Indeed, how a system might react to flashing lights depends on how individual automakers design their automated driving systems. Some may choose to “tune” their technology to react to things it’s not entirely certain are actually obstacles. In the extreme, that choice could lead to “false positives,” where a car might hard brake, for example, in response to a toddler-shaped cardboard box. Others may tune their tech to react only when it’s very confident that what it’s seeing is an obstacle. On the other side of the extreme, that choice could lead to the car failing to brake to avoid a collision with another vehicle because it misses that it is another vehicle entirely.

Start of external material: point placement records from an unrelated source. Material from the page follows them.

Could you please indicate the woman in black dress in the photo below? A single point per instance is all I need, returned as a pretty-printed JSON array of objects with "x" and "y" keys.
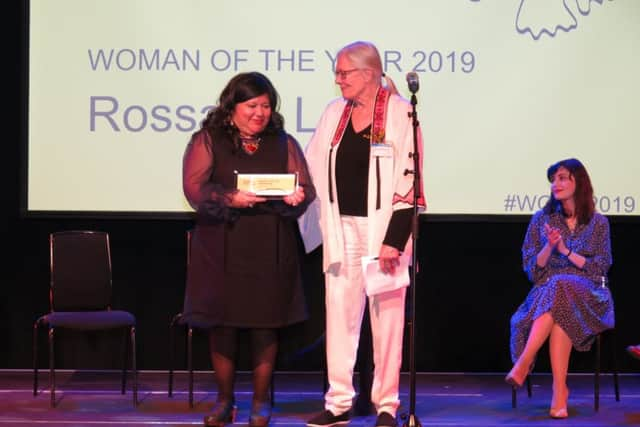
[{"x": 244, "y": 269}]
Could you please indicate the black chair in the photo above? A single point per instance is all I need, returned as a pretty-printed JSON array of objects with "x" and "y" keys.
[
  {"x": 597, "y": 348},
  {"x": 189, "y": 325},
  {"x": 80, "y": 298}
]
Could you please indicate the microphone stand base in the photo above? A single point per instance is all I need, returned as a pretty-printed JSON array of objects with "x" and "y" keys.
[{"x": 412, "y": 421}]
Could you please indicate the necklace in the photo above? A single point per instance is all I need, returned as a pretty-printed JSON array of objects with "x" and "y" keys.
[{"x": 250, "y": 144}]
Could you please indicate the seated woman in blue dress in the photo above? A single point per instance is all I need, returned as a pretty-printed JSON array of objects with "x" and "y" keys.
[{"x": 566, "y": 255}]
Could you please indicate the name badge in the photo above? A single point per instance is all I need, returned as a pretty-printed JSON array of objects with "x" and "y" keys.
[{"x": 382, "y": 150}]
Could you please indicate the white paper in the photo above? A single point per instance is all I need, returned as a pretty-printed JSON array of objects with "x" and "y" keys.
[{"x": 377, "y": 282}]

The BGU and Fujitsu researchers did come with a software fix to the emergency flasher issue. Called “Caracetamol”—a portmanteau of “car” and the painkiller “Paracetamol”—it’s designed to avoid the “seizure” issue by being specifically trained to identify vehicles with emergency flashing lights. The researchers say it improves object detectors’ accuracy.
Earlence Fernandes, an assistant professor of computer science and engineering at University of California, San Diego, who was not involved in the research, said it appeared “sound.” “Just like a human can get temporarily blinded by emergency flashers, a camera operating inside an advanced driver assistance system can get blinded temporarily,” he says.
For researcher Bryan Reimer, who studies vehicle automation and safety at the MIT AgeLab, the paper points to larger questions about the limitations of AI-based driving systems. Automakers need “repeatable, robust validation” to uncover blind spots like susceptibility to emergency lights, he says. He worries some automakers are “moving technology faster than they can test it.”